Fuck me, I’ll never make it.

I won’t be able to confess all of my deepest, darkest secrets to this woman and not be inside of her.

It’s impossible.

Leaning forward, I brace my elbows on my knees, deepening my voice. “I have the urge to bend you over that desk, pull your skirt up, rip your panties off, and fuck you until you’re clawing at that shiny wood beneath you. Think you can calm that urge, Doc?"

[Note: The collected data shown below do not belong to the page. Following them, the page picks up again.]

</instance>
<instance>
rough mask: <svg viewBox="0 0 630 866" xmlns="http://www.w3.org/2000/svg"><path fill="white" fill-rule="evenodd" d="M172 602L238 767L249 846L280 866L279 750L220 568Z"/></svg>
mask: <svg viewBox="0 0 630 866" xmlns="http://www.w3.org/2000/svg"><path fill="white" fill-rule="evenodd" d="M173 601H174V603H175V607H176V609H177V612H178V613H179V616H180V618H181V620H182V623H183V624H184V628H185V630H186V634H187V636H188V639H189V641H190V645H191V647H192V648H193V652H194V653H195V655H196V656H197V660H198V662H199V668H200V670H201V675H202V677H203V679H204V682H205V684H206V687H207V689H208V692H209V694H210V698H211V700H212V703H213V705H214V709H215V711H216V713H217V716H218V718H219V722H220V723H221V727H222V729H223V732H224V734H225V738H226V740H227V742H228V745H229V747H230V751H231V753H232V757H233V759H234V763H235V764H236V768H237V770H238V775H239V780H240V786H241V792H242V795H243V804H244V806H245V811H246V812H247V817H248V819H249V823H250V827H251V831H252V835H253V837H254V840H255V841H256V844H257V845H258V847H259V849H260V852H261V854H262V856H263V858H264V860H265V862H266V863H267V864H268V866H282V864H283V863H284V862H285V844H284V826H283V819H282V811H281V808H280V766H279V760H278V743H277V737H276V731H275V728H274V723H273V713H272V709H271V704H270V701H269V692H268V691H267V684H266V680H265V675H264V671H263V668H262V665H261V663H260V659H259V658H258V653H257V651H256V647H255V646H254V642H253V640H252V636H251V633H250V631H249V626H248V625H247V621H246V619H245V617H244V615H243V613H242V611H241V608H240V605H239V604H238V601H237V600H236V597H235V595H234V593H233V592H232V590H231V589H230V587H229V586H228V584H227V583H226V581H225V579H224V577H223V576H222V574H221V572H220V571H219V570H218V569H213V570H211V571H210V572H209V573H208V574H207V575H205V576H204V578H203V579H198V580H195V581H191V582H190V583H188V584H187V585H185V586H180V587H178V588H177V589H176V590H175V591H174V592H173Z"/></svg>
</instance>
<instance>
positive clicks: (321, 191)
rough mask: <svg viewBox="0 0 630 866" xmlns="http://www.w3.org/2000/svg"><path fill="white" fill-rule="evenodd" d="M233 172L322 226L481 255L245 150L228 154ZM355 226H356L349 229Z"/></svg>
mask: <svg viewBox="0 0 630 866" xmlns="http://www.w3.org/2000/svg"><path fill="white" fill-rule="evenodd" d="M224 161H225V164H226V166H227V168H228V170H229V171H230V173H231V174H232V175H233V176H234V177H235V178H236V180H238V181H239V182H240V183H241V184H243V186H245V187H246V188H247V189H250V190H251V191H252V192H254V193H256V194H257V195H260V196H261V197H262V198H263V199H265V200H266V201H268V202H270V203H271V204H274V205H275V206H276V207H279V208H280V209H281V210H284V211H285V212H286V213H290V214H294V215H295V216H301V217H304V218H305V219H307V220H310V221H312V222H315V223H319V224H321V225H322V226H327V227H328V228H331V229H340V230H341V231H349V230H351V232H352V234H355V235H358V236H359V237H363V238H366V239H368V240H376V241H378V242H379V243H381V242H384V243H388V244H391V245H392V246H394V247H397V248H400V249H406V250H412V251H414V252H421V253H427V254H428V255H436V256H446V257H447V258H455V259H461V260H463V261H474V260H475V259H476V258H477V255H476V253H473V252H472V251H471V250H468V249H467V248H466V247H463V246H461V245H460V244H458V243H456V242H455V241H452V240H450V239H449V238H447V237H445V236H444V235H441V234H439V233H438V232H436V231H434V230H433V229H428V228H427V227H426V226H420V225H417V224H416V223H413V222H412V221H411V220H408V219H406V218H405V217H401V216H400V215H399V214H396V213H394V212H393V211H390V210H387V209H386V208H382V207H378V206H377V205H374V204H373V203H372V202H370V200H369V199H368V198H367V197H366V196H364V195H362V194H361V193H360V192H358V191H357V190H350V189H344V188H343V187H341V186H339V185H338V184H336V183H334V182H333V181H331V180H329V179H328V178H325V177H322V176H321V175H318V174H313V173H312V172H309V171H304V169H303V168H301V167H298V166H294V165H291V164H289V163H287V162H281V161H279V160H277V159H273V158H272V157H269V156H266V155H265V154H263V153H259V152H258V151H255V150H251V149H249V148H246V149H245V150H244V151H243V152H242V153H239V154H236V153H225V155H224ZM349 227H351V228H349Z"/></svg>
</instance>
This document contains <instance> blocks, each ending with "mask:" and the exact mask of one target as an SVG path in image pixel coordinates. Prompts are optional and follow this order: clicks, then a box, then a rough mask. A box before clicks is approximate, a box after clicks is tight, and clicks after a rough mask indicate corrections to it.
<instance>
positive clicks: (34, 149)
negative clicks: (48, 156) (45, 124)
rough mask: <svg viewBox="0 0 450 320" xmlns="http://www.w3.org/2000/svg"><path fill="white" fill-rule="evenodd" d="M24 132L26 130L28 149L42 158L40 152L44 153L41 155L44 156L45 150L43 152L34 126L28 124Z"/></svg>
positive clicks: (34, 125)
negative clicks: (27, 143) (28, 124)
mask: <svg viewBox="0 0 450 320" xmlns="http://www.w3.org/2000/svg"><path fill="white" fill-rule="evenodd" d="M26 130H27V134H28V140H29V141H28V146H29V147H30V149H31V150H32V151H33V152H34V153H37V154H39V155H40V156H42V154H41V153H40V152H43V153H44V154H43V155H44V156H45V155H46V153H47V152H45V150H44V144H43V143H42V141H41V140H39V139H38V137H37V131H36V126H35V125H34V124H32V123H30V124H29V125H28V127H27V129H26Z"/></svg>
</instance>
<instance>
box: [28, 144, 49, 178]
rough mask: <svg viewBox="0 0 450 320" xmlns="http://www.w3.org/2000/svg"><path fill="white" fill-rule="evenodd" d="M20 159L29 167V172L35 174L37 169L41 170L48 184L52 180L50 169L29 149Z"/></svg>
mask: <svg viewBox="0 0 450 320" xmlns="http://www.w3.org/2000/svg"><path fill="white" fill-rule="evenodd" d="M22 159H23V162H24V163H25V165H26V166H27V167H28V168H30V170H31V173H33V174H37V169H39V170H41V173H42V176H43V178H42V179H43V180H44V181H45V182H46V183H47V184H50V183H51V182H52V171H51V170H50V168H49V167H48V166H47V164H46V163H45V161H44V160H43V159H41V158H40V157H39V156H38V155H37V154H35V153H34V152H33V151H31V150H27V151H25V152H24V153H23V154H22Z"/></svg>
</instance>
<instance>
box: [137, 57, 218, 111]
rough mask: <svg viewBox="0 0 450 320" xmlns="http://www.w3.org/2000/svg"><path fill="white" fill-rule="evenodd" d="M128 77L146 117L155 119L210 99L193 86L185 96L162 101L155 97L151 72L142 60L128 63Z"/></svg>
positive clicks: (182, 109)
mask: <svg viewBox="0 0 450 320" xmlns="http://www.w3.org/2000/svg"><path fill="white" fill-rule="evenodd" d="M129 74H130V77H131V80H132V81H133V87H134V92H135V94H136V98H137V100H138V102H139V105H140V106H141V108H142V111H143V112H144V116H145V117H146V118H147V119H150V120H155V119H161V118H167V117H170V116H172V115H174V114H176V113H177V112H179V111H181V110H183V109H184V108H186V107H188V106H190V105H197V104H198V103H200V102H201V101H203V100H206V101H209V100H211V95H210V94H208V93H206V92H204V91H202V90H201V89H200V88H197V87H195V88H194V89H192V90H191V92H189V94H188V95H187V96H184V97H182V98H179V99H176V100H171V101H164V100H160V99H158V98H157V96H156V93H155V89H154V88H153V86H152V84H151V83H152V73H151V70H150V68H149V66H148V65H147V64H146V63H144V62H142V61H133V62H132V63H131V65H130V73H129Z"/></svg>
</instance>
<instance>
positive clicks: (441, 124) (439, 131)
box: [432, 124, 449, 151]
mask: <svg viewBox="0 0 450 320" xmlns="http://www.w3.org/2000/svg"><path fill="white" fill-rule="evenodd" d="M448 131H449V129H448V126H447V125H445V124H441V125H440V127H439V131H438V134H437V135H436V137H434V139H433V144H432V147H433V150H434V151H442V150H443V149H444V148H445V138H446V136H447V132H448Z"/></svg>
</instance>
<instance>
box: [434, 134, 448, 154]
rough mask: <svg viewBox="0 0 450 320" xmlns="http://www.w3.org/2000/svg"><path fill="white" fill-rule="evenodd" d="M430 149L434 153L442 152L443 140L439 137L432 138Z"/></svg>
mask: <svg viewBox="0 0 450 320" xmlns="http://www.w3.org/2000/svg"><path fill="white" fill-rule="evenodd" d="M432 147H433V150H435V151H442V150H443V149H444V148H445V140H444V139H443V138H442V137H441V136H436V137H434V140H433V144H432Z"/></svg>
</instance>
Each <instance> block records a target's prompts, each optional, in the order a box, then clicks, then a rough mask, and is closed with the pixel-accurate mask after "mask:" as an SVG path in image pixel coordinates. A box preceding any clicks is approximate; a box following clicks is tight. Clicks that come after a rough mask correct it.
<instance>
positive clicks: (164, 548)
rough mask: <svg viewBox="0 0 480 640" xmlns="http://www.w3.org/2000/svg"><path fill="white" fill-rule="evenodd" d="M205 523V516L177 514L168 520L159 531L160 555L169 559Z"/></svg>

Those pretty pink lips part on a gasp and for a half second I see the desire flare in her eyes, but being the professional she is, she quickly stomps it down. She squirms in her seat, straightening her spine, but there’s no denying the flush on her cheeks. I know the effect I have on women. I’m not blind. They see my tattoos. My tan skin. Firm muscles. It’s like flies to shit but her...

She’s different.

She’s a challenge.

A conquest.

And one I want to fucking conquer.

I wonder how she likes it.

Slow and easy.

Hard and rough.

Probably both.

I bet she likes it in the ass, too. Nice looking girls like that, they’re always the dirtiest.

“It’s good that you are mindful of these urges. Being mindful and aware is the first step to recovery.”

More writing.

No eye contact.

Fuck, she’s driving me crazy.

Tap.

Tap.

Tap.

“I would like to see you, at the minimum, three sessions a week until we have your cravings under control.”

My cravings?

Jesus Christ, I’ve only known her half an hour andshe’smy new craving. Seeing her three days a week will be torture. I’ll be lucky if I make it through this visit, let alone the next, without trying to get between those long silky legs.

You can control yourself, asshole.

“I’ll also give you my personal number so you can reach me day or night should a sudden urge arise.”

Yep, I’m totally fucked.

Three days a week in the same room with her and a direct line to her pussy, I don’t stand a chance in hell. There’s no cure for what I have anyway, she said it herself, so I might as well drown myself in my addiction, and what better way to do that than with her?